Data for AI Products
Where PMs Actually Sit in the Data Pipeline
You are not a data engineer. You are the person who defines what "correct" means, and nobody else can do that.
Let me be direct about the failure mode, because I have watched it happen in good companies with good people. The PM writes a PRD that says "the assistant should give accurate, helpful answers about billing". The ML team reads it, shrugs, and makes a hundred definitional decisions on your behalf, because they have to build something. Six weeks later you review the output and say "this is not what I meant". They are annoyed. You are annoyed. Everyone is right, and the quarter is gone.
The root cause is that "accurate" and "helpful" are not specifications. They are vibes. In a deterministic feature, vibes are survivable because the behaviour is written in code you can read. In a probabilistic feature, the behaviour is written in data, and if you do not define it, the data will define it for you.
So here is the division of labour that actually works.
| Decision | PM owns | ML / Data owns | Jointly |
|---|---|---|---|
| What behaviour are we buying with this feature | ● | ||
| What counts as a correct answer | ● | ||
| Which failures are unacceptable vs merely annoying | ● | ||
| The labeling guideline document | ● | ||
| The golden evaluation set | ● | ||
| Which data sources we are allowed to use | ● | ||
| How much data we need | ● | ||
| Architecture: prompt, RAG, or fine-tune | ● | ||
| Cleaning, splits, pipelines, infrastructure | ● | ||
| Model selection and training | ● | ||
| Latency and cost engineering | ● | ||
| What we tell users when it is wrong | ● |
Read the PM column carefully. Every single item on it is a judgement about the customer and the business. Not one of them requires you to write Python. And not one of them can be delegated to an engineer without you effectively outsourcing your product.

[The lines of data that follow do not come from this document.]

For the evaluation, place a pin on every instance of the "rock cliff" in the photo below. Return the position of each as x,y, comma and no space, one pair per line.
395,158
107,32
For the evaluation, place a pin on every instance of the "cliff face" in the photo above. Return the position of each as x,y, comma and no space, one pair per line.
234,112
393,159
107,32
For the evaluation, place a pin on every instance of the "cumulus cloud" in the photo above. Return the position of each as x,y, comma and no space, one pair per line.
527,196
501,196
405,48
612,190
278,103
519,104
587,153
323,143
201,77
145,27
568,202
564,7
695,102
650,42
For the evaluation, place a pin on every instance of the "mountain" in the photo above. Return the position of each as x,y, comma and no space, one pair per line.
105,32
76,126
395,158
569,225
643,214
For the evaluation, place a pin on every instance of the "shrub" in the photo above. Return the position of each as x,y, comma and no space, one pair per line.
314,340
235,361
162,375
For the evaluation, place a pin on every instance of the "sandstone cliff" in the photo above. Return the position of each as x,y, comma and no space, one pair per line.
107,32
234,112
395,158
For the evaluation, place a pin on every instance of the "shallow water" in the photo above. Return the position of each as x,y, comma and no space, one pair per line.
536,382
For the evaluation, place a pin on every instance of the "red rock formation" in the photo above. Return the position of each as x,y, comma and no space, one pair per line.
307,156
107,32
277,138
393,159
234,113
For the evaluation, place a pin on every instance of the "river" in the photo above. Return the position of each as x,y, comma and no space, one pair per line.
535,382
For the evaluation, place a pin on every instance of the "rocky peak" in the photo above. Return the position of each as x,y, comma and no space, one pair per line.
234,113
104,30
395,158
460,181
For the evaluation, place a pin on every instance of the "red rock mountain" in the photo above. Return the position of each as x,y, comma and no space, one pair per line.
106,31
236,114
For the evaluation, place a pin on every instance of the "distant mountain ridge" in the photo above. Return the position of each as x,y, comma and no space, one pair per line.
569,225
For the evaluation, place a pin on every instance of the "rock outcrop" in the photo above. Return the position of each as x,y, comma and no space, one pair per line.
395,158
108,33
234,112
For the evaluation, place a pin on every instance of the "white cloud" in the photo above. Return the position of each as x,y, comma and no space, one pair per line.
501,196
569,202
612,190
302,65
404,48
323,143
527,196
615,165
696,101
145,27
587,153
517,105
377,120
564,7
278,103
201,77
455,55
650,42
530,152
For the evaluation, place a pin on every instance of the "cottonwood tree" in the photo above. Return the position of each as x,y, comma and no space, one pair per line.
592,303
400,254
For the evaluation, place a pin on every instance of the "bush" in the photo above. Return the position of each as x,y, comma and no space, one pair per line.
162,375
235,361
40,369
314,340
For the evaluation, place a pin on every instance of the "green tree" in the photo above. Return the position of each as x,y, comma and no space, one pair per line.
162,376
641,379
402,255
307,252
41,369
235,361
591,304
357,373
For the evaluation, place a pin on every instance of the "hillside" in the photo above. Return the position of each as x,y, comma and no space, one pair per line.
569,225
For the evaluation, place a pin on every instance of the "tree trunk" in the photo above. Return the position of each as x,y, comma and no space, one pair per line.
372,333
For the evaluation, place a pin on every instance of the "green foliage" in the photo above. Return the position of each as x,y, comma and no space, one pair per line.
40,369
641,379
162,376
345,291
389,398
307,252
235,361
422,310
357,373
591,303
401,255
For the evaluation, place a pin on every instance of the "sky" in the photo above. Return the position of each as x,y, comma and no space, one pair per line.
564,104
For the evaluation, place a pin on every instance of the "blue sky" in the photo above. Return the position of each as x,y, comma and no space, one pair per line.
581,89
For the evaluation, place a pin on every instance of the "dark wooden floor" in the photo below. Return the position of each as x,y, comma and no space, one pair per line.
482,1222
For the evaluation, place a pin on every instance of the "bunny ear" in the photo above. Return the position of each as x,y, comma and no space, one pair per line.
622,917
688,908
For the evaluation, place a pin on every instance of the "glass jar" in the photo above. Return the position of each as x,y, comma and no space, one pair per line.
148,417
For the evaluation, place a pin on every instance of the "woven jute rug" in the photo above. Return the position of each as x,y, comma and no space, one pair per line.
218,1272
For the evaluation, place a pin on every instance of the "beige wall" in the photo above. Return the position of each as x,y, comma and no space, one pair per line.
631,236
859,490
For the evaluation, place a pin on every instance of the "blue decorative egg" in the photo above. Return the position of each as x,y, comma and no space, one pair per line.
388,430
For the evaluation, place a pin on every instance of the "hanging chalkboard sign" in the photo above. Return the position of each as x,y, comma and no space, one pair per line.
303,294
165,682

The two artefacts in that column that carry the most weight are the labeling guideline and the golden set. We will build both in Module 2 and Module 4. For now, understand what they are:
• The labeling guideline is the document that turns your definition of "correct" into instructions a labeler can follow without asking you a question. It is the constitution of your dataset.
• The golden set is 100 to 300 examples, written or curated by you, that encode what excellent, acceptable, and unacceptable look like for your product. It is the exam paper. If the model passes it, you ship. If your team cannot articulate what would be on that exam, you are not ready to build.
FIELD NOTE
A useful test of whether you are actually doing your job on an AI project: could you personally sit down and correctly label 50 examples right now, and would another PM on your team produce the same labels? If the answer is no, your ML team is currently guessing what you want, and they will guess in the direction that is easiest to build.
YOUR MOVE THIS WEEK
Write one page titled "what correct means for this feature". Include three examples of a great output, three of an acceptable output, and three of an output that would get you a call from your CEO. Send it to your ML lead. That page will do more for the model than three weeks of tuning.